2

Given the following input:

$ cat liltester
      if ((ret = utMemAlloc(
                   pManeuverObj->util.hMemory,
                   1,
                   (usTxtLen + 1),
                   (void **)&pMnvr->Context.pDestinationString
                 )) < 0)

The following produces the expected output (it strips out everything outside the outer parens)

$ perl -0 -ne 'print $1 if /((?:\((?>[^()]|(?R))*\)))/g' liltester

I grabbed that from https://www.regular-expressions.info/recurse.html , by the way. However, it's been modified to 1) capture, and have the "balanced" portion be inside a non-capturing group. The idea being I can do this

$ perl -0 -ne 'print $1 if /(utMemAlloc(?:\((?>[^()]|(?R))*\)))/g' liltester

without modifying ( being considered as my opening paren. (As obviously trying to match utMemAlloc( with ) is not going to work well.)

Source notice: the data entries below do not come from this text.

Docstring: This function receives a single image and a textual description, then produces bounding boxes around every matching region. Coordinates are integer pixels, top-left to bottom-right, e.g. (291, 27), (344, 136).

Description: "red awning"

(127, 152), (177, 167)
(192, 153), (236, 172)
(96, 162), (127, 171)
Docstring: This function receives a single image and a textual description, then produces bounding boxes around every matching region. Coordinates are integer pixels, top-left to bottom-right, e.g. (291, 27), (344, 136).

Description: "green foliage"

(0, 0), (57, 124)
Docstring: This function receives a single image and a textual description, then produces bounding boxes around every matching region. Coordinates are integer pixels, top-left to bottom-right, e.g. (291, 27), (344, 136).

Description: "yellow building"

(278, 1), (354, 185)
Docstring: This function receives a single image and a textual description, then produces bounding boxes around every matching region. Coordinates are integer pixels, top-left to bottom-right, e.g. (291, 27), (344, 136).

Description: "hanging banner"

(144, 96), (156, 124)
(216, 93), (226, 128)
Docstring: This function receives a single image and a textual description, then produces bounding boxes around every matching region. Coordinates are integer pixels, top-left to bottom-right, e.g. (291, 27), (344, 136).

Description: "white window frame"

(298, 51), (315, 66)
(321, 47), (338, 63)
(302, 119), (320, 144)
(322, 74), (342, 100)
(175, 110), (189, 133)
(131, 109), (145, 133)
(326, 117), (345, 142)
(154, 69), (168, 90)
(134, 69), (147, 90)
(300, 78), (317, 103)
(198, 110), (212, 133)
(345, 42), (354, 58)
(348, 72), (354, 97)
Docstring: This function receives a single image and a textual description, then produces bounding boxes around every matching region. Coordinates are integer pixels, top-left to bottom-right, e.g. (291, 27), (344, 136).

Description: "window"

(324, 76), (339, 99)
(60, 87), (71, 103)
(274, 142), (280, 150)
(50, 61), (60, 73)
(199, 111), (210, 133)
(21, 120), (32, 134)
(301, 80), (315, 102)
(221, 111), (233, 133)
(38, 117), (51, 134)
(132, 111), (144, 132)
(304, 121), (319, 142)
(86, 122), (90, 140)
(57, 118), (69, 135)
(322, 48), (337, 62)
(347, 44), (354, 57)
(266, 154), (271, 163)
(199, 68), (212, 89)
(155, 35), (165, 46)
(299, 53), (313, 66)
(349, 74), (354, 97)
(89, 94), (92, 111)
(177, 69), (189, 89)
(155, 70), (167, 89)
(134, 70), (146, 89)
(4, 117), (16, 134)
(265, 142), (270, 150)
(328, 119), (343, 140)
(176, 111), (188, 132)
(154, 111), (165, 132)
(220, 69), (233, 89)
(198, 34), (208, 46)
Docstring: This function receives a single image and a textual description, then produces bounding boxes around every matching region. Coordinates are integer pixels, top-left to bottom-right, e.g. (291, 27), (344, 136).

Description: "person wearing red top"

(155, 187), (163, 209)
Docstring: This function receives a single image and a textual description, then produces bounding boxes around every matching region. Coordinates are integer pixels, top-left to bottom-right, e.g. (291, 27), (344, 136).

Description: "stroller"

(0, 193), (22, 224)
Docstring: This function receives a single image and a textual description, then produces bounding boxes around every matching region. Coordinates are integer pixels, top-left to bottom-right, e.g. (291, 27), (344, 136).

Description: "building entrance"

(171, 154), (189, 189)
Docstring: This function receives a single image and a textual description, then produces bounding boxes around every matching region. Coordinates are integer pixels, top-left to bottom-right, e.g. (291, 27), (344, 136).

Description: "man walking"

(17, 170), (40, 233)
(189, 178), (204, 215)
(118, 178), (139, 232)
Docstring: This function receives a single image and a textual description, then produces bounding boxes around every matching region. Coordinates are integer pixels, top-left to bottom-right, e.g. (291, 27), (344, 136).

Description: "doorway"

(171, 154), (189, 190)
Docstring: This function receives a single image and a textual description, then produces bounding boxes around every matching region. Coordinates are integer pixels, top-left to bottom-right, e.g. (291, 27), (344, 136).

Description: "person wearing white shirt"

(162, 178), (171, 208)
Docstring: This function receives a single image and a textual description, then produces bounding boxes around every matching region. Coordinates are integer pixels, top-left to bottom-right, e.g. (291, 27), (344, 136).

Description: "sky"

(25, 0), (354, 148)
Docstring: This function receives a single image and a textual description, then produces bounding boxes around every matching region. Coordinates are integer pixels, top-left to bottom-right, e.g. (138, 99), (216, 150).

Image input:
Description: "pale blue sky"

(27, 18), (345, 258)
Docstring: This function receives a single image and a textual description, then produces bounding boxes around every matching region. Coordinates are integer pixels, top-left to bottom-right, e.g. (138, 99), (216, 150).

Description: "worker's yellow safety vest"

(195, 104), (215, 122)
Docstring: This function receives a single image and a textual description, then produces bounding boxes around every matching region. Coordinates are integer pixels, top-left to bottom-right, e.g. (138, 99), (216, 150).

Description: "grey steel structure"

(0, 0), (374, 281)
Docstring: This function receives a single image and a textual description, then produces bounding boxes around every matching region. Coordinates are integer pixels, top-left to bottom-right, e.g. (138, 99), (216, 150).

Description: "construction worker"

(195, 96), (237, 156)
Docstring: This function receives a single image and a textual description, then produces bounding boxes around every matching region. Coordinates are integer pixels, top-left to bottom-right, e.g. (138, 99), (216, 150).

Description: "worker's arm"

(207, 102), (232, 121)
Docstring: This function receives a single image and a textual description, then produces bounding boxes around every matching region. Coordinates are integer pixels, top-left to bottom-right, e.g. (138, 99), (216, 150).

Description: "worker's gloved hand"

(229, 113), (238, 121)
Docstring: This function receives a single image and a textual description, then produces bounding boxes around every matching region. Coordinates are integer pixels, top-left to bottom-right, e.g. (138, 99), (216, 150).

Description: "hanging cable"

However, the output is a blank line. Expected output is:

utMemAlloc(
                   pManeuverObj->util.hMemory,
                   1,
                   (usTxtLen + 1),
                   (void **)&pMnvr->Context.pDestinationString
                 )

My end goal, for what it's worth, is to find instances of utMemAlloc that use pDestinationStringin the parameter list.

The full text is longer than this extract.